CLASSNET: Community Labeling and Sharing of Security and Networking Test datasets

The Community Labeling and Sharing of Security and Networking Test datasets (CLASSNET) project will provide new, labeled, rich and diverse datasets to the research community to support network and security research. The project will develop a framework for collaborative, community-driven enrichment and labeling of data, enabling use of these datasets for machine learning (ML) in networking and security. Furthermore, the CLASSNET project will make data available to researchers through multiple methods, ensuring privacy of data while enabling flexible data computation. The project will also generate diverse continuous (constantly, automatically updated) and curated (selected by human) datasets for research use.

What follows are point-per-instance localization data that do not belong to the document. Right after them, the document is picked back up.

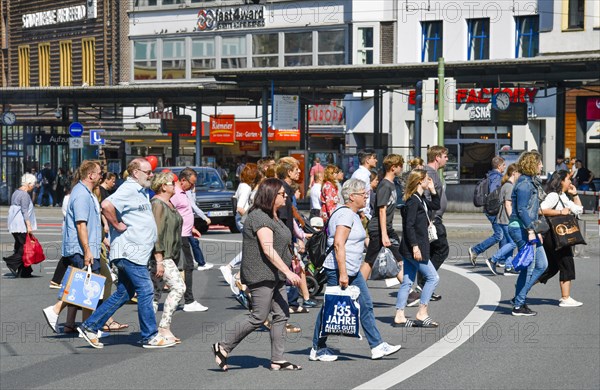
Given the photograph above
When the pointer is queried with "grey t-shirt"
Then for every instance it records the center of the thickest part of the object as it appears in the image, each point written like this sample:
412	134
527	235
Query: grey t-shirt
256	267
505	195
385	196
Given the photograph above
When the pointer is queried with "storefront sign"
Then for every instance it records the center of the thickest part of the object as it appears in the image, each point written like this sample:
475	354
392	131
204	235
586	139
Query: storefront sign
55	16
484	95
326	114
231	18
222	128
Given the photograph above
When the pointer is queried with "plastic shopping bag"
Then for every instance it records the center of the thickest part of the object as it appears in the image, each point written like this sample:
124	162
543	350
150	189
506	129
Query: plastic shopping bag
340	312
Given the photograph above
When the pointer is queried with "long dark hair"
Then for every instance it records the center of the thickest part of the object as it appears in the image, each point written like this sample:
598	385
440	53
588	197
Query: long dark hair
555	183
265	196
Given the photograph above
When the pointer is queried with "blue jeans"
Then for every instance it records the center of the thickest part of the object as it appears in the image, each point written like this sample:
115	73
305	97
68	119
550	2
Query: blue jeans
198	255
427	270
493	239
367	317
507	247
529	276
133	278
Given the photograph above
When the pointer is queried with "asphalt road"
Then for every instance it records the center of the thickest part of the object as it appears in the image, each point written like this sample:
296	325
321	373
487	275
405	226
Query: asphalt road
479	344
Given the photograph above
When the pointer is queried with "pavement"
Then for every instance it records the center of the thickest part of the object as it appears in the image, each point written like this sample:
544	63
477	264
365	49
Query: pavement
479	345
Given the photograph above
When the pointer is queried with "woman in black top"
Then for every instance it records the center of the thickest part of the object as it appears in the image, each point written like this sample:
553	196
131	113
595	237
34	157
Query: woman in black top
265	268
414	248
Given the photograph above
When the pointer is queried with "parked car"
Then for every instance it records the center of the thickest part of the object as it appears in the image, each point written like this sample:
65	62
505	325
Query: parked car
212	196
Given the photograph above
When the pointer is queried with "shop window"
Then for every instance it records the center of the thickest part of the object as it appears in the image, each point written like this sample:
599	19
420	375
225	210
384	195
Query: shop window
233	52
528	36
24	66
432	41
576	8
88	61
365	45
144	60
298	49
44	64
478	39
203	55
265	50
66	64
173	59
331	46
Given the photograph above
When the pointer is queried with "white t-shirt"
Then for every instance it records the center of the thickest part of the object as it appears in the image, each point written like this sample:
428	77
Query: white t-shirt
315	196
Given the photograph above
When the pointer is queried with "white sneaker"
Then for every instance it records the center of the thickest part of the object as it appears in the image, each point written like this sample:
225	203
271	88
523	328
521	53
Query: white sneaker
569	302
322	355
384	349
51	318
205	266
194	306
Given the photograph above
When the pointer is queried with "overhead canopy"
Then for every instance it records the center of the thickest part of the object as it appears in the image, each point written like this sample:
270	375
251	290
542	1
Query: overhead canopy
315	84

CLASSNET project will innovate in dimensions of data labeling, data distribution and data sources. In data labeling, the CLASSNET collaborative framework will provide a low-friction framework for sharing annotations among researchers. The framework will incentivize labeling with feedback mechanisms and user credits, and support bulk, automatic, algorithmic labeling. In data distribution, CLASSNET will support multiple ways of data access, ranging from downloading anonymized data to processing data in the cloud, on provider machines or via the code-to-data approach. Finally, CLASSNET data sources will provide new, diverse, continuous, and curated datasets that are useful for network and security research, including traffic packets and flows, network telescope data, Domain Name System (DNS) data and Internet topology data.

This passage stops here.